The Climate Report Summer 2015
Legal and Political Fights Loom for Clean Power Plan
At a White House ceremony on August 3, 2015, President Obama and the U.S. Environmental Protection Agency issued the Clean Power Plan, the administration's regulatory plan to reduce carbon dioxide emissions from existing fossil fuel power plants to 68 percent of their 2005 levels by 2030. The plan does not directly regulate any sources. Instead, EPA has specified emission rates that each state in the continental U.S. must achieve and a set of regulatory methods that the states may use to achieve those rates.

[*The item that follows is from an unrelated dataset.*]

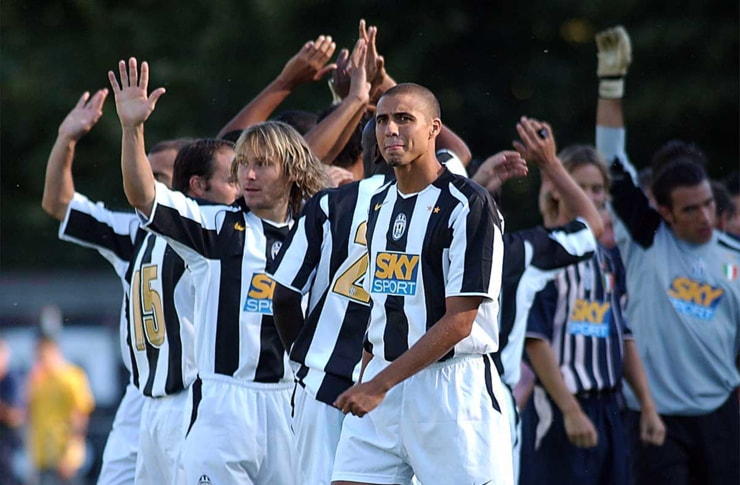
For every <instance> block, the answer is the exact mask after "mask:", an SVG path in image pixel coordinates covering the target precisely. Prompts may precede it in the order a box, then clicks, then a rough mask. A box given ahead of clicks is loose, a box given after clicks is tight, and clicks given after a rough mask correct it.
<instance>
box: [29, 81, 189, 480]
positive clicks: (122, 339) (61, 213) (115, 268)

EPA also issued a proposed "federal implementation plan" that would be used to achieve the necessary reductions in states that either decline to participate or fail to submit a state implementation plan that EPA finds approvable.
U.S. Regulatory Developments
The U.S. Supreme Court's recent invalidation of mercury emission standards for power plants in Michigan v. EPA could affect legal challenges to the Clean Power Plan, since a key issue argument is whether adoption of such standards legally precludes EPA from also regulating the same sources under the provision of the Clean Air Act on which the CPP is based. EPA has proposed a finding that greenhouse gas emissions from certain types of aircraft contribute to climate change and endanger public health and welfare, and it has proposed to join forthcoming international rules on such emissions. California is developing plans for reducing emissions of "short-lived climate pollutants" and preparing to adopt a new low carbon fuel standard.
Climate Change Issues for Management
The investor group Ceres has a report on the impact to date of its Carbon Asset Risk Initiative, which seeks to discourage fossil fuel companies from investing in the development of reserves that will ultimately be "unburnable," and to spur companies to plan for the physical effects of climate change. The report concludes that the initiative has led to new or accelerated action by such companies in a number of ways. The "Risky Business" initiative launched by hedge fund billionaire Tom Steyer, former Treasury Secretary Hank Paulson, and former New York City mayor Michael Bloomberg has issued a report finding that California faces significant economic threats from climate change, particularly in the agricultural sector.
Renewable Energy and Carbon Markets
Continued growth in the utilization of renewable, but intermittent, energy sources like solar and wind, along with frequency regulation and grid stability considerations, requires an abundance of standby power capacity. As the cost of battery storage continues to fall, the technology provides a compelling alternative to traditional gas-fired peaking facilities. Battery storage has no fuel cost and, due to fewer moving parts, a more predictable and likely less burdensome operating cost. A battery bank can respond to power demand far more rapidly, under a millisecond as opposed to minutes. Finally, battery storage can serve both as a load resource—storing wind and solar energy, for example—and a generation resource.
Climate Change Litigation
The U.S. Court of Appeals for the District of Columbia Circuit dismissed as premature challenges by coal producer Murray Energy and a number of states to EPA's authority under the Clean Air Act to promulgate the Clean Power Plan, holding that such challenges must wait until EPA issued the final Plan. The D.C. Circuit also rejected environmental groups' request for an emergency stay of the Federal Energy Regulatory Commission's approval of a plan to repurpose the Cove Point, MD liquefied natural gas terminal for export purposes. Finally, the D.C. Circuit dismissed for lack of standing a petition by a group of industry parties to review EPA's final rule regulating the geologic sequestration of carbon dioxide.
Climate Change Regulation Beyond the U.S.
In response to a suit filed by the nonprofit Urgenda Foundation, the Hague District Court ruled that the government of the Netherlands has a duty of care to mitigate the impact of climate change and that the government's current target of a 14–17 percent reduction in the country's greenhouse gas emission rates, compared to 1990 levels, by 2020 would cause harm to humans and the environment. Accordingly, the court ordered the government to reduce such emissions by 25 percent by 2020. In anticipation of the United Nations climate change conference this December in Paris, the French Parliament is considering the Energy Transition Bill, which would set carbon budgets for key sectors and guidelines to meet the defined targets.